Gabriel Caldiron Rezende of Machado Associados discusses a highly questionable manoeuvre by the Brazilian Federal Revenue Service to boost tax collection, despite a decision by the Federal Supreme Court

As previously discussed, in 2017 the Brazilian Federal Supreme Court (STF) ruled that the inclusion of the state VAT (ICMS) on the social contributions on gross revenue (PIS and COFINS) taxable basis is unconstitutional.

In the case, the STF held that even though ICMS amounts are charged by the seller as part of a product’s price, the amounts will be transferred to the state treasury and therefore they will not be added to the company’s assets and will not fall within the legal concept of gross revenue, which is the taxable basis for PIS and COFINS.

Although the Brazilian Federal Revenue Service (RFB) did not duly accept the decision, the attorney general of the National Treasury ended up issuing binding opinion SEI 7698/2021/ME, accepting the outcome of the judgment, and provided guidance for the RFB to comply with the decision.

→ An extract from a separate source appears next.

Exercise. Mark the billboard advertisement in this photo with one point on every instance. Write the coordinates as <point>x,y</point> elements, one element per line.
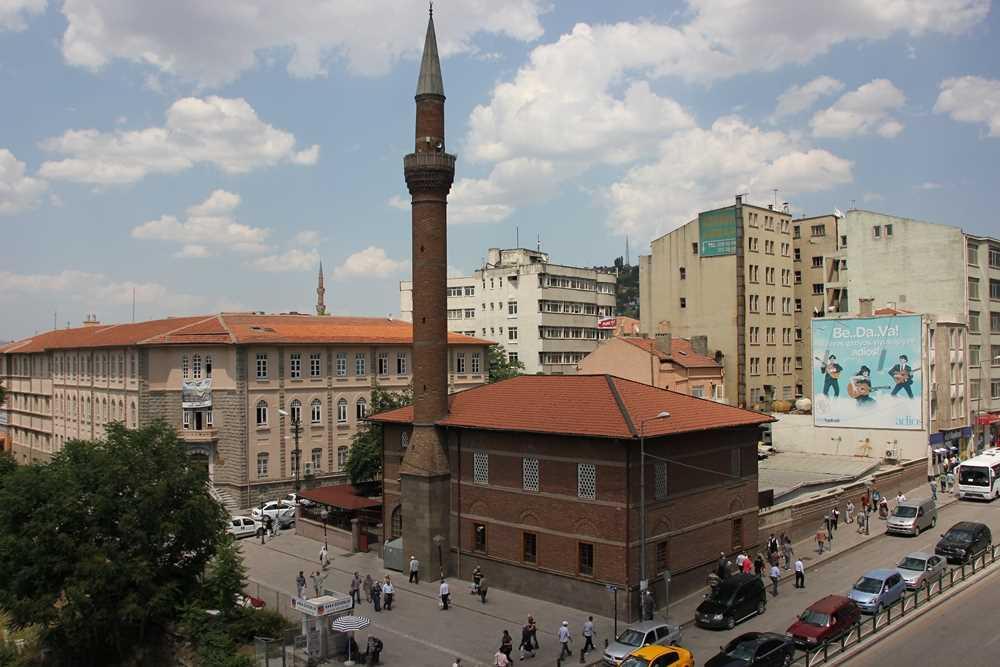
<point>866,372</point>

Furthermore, in 2023 the PIS and COFINS laws were amended to expressly determine that the ICMS levied on transactions should be excluded from the contributions’ taxable basis.

Nevertheless, on March 28 2024, the RFB issued COSIT Ruling 61/2024, stating its interpretation that the ICMS rate surcharge for financing the state fund for combating poverty and social inequality (FECP) should be included in the PIS and COFINS taxable basis, as such amounts do not have the same legal nature as the ICMS.

To clarify, the Brazilian Federal Constitution provides that, as a rule, ICMS revenues cannot be linked to any entity, fund, or public expense and thus must be destined for the general public budget. However, exceptionally, the states are authorised to create funds for combating poverty and social inequality, and finance it by means of the revenues arising from a surcharge of up to 2% on the ICMS rate. The FECP has been instituted by several states, each one with their own particularities and list of products to be surcharged.

In view of this, the RFB understood that as the FECP revenues are linked to a specific fund, it would not bear the same legal nature as the ICMS, as the revenues arising from this tax are destined for the general public budget. As a result, the RFB concluded that the legal provision and STF judgment – in the sense that the ICMS is not included in the PIS and COFINS taxable basis – should not apply to the FECP.

Nevertheless, this approach is highly questionable, as it disregards that the FECP is only an ICMS rate surcharge and is subject to the same rules, such as those concerning a tax-triggering event, the taxable basis, and the liable party. To this effect, the destination of the tax revenue should not be a key factor in determining the legal nature of the FECP, especially because the Brazilian Federal Constitution provides for the destination while addressing the FECP as an ICMS rate surcharge.

In any case, the RFB will likely begin to broadly impose the interpretation found in COSIT Ruling 61/2024, and controversies will arise. However, as commented before, there are strong legal arguments to challenge this interpretation.